AML/CTF Tranche 2: The light’s at the end of the tunnel, and is not a train

Everyone saw it coming. Australia is one of only five jurisdictions globally (including China, Haiti, Madagascar and the United States) which do not regulate ‘Tranche 2’ entities, i.e. professional services firms who act as the ‘gatekeepers’ to the financial system, namely lawyers, accountants and real estate agents.

The embarrassing release of the Pandora Papers back in 2021 exposed a shadow financial system entangling hundreds of Australians. Critically, the Papers also highlighted the role of gatekeepers; the lawyers, accountants and real estate agencies who at worst, purposefully enabled bad actors, and at best turned a blind eye.

And so here we are. Australia's proposed AML/CTF Tranche 2 legislation aims to increase the scope of current money laundering regulations to include and bring them into closer contact with AUSTRAC, Australia’s financial crime agency.

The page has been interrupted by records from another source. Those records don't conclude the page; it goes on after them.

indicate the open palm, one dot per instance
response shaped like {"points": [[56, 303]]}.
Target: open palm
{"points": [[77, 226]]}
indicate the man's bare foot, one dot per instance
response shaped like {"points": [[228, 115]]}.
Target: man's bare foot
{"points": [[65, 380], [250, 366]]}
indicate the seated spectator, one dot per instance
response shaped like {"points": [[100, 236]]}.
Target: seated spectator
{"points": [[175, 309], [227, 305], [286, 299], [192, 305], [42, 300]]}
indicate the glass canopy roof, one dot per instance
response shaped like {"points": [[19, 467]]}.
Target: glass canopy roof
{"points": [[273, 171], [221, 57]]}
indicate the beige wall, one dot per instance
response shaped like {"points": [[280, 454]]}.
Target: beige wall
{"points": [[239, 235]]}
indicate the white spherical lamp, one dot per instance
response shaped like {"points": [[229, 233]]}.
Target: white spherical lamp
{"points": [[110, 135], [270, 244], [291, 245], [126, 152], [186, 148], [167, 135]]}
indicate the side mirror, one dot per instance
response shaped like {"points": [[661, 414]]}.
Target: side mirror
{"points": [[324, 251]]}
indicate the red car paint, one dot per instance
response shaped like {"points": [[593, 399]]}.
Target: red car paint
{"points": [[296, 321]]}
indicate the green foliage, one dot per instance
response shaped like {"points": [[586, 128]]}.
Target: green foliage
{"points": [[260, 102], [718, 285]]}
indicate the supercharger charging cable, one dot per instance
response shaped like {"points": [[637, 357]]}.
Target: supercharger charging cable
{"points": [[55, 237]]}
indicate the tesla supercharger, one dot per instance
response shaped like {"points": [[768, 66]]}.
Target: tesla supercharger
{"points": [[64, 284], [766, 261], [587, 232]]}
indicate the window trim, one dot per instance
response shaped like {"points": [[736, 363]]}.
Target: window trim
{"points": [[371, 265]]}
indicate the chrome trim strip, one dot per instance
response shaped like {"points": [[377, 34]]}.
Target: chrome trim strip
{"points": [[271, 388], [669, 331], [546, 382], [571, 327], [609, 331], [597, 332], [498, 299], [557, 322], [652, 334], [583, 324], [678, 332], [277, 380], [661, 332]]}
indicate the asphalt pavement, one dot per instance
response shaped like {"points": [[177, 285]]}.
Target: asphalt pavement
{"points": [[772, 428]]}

Known as AML/CTF Tranche 2, the proposed legislation is anticipated to receive approval via the Senate in February 2024, at the earliest. Its amendments to the existing Anti-Money Laundering and Counter-Terrorism Financing Act 2006 will significantly expand its remit beyond its current target of financial services, covering approximately 115,000 organisations in total - a substantial increase from the current 15,000.

As with other countries, industry bodies have lobbied hard against these rules, but that time has passed. Instead, it’s time to move beyond anger and denial, and start the process of acceptance in order to get to ‘business as usual’ as quickly as possible while meeting obligations.

As always, we are the ‘lucky country.’ We can learn from other countries, such as New Zealand and the UK, who have been through the AML anxiety and emerged somewhat unscathed on the other side.

Preparation for this transition is key and the more you know the better you’ll be positioned. With that in mind, here are the top four reasons the Australian government is choosing to move on Tranche 2 now.

1. The political irony 

Recent headlines have shed light on Australia's slow adaptation of gatekeeper anti-money laundering (AML) regulations. The hypocrisy of imposing sanctions against countries like Russia for their unacceptable behaviour while lacking robust AML measures within its own borders has become glaringly apparent. Until the changes come into effect, criminals can exploit the services of Australian lawyers, accountants and real estate agents to move illicit funds without proper identity verification, rendering sanctions ineffective.

2. Economic & social harm

Money laundering through gatekeeper professions inflicts significant damage on the Australian economy. Exploitative practices, such as ghost apartments purchased under false company names, contribute to skyrocketing house prices, exacerbating wealth disparity and limiting access to the property market for everyday Australians. Moreover, the lack of stringent regulations in setting up companies further enabled criminals to exploit the system, perpetuating economic harm and widening social inequities.

3. Tech crime and cybersecurity threats

The evolving landscape of cybercrime poses yet another challenge. Notorious ransomware gangs like Conti favour cryptocurrency to clean their illicit gains, not to mention everyday criminals. With its complex ecosystem, anonymity and cross border reach, they easily bamboozle gatekeeper professions who, until now, have not needed to verify it as a legitimate source of funds. If dirty crypto can’t be used to buy Australian properties, exotics or businesses, the gangs have to go somewhere else to do their laundry.

4. The grey list

In June 2022 AUSTRAC’s chief executive officer, Nicole Rose, warned enforcement agencies that if they did not start prosecuting more money laundering violations, the country faced the threat of being greylisted by the Financial Action Task Force (FATF.)

If the threat of joining the likes of Uganda, Cayman Islands, Burkina Faso and South Sudan wasn’t enough, the associated economic impact was. According to official data from the International Monetary Fund, the average impact is 7.6% of GDP as well as reputational damage as an untrustworthy country.

Sure enough, in late 2022, prosecutions started to drop; Crown Casino, Star Casino, Perth Mint and the blockbuster $10b catch in February 2023 ensnaring accountants, lawyers and real estate. AUSTRAC’s on a roll.

The Imperative for Tranche 2

And with all that in mind, as we said, here we are. With Australia's delayed implementation of AML regulations spanning 15 years, the consequences of inaction have become embarrassingly apparent. Tranche 2 is a positive light at the end of the tunnel. It’s strengthening the country's anti-money laundering efforts, protecting everyday Australians and bringing Australia up to international standards, ensuring we’re no longer the laughing stock of the international community.